Кудеслав поймал себя на том, что мысленно примеривает к себе необычного предводителя необычных людей. Даже если бы не висел на боку у обряженного по-хазарски молодца богато изукрашенный меч, наметаный глаз с первого взгляда распознал бы в этом человеке воина. Высок — на полголовы выше Кудеслава; шире в плечах, хоть и не намного; длиннорук… Вроде тяжеловат малость и не слишком ловок, но о таком трудно судить, ежели человеку приходится стоять в раскачивающемся челне, да еще в тесноте. Нет, не слаб приезжий, вовсе не слаб. С таким, пожалуй, долгонько провозишься, ежели придется…
Тем временем приезжий обдумал Белоконевы слова и решил, что на отказ они похожи все-таки меньше, чем на приглашение.
Короткий отмах мозолистой широкой ладони (холодной алостью полыхнуло в закатном свете серебряное шитье рукава); хриплый, похожий на испуганное карканье выкрик встрепенувшегося кормщика, и челн, будто пришпоренный, рванулся вверх по течению. Он проскользнул мимо мостков, круто разворотившись, сунулся носом к берегу, и тут гребцы подняли весла. Вышло так, что по-весеннему норовистая, перепившаяся мутными талыми водами Истра сама поднесла челн к мосткам и накрепко притиснула бортом к осклизлым, позеленевшим сваям.
Толпа на берегу ахнула. Нет, общинники не восхитились ловкостью кормщика да гребцов. Свои-то могли бы сделать не хуже, только никогда не делали: никто не позволил бы полноводной реке нанести этакий тяжелый челн на причал, да еще и бортом.
От вроде бы плавного, смягченного руками гребцов прикосновения мостки шатнулись с натужным визгливым скрипом. Вдоль обращенного навстречу течению борта вздулся желтоватый пенный бурун; скрип не прекращался — наоборот, будто бы даже крепчал, перерастал в пугающее потрескивание… Конечно, мостки давно следовало подновить, уже года два старики говорили, что пора менять расшатанные ледоходами сваи. Хоть причал и устроен в мелководной широкой заводи, хоть и стараются родовичи загодя обкалывать лед возле бревенчатых опор — все равно после каждого ледохода представляется дивом каким-то или же особой милостью к общине речного Ящера, что мостки выстояли, не рухнули.
И вот — на тебе! Конечно, пришлым, поди, ни на миг не закралась в голову мысль: как бы это осторожней подойти, бережней?.. Не свое же, так и пускай себе трещит да шатается! Неужели трудно было задуматься, отчего все здешние большие челны на берегу, а у причала лишь несколько лодочек (да и те все с проточной стороны, на вольных привязях)? Или трудно понять, что если мостки рухнут, то и навалившемуся челну не поздоровится?
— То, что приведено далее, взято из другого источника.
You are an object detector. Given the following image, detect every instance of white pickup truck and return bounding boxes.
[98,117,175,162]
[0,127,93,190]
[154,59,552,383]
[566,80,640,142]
К чести пришлых следует все-таки сказать: если, чалясь, они и не понимали, чем может вывернуться их затея, то, причалившись, поняли это мгновенно. Молодой предводитель длинным прыжком вымахнул на кренящиеся мостки и сбежал на берег. Ни голосом, ни жестом он не отдал никаких приказаний, но именно тогда, когда было нужно, в руки ему полетела привязанная к носу челна веревка; гребцы и кормщик невесть когда успели попрыгать в воду — над бортами виднелись только их головы… Казалось, мига не прошло, как челн был вытащен на сухое, лишь о корму его разбивались частые и мелкие речные волны.
Кудеславу уже случалось видеть если не такое, то очень похожее. А хоть бы и не случалось… Даже непривычному, но внимательному глазу лихость и слаженность сделанного гостями с головою бы выдала, что они не просто так себе гребцы, да кормщик, да еще невесть кто с ними, а пусть малая, но тертая и бывалая во всяческих былях дружинка. Такая дружинка, что каждый без намека и слова узнаёт помыслы верховоды едва ли не прежде его самого. Крепкий восьмипалый кулак. Нет, хуже — чудище. Одноглавое чудище о шестнадцати руках и стольких же ногах. Опасное даже для десятикратно превосходящего числом врага, у которого нет вот этакой слитности поступков да помыслов.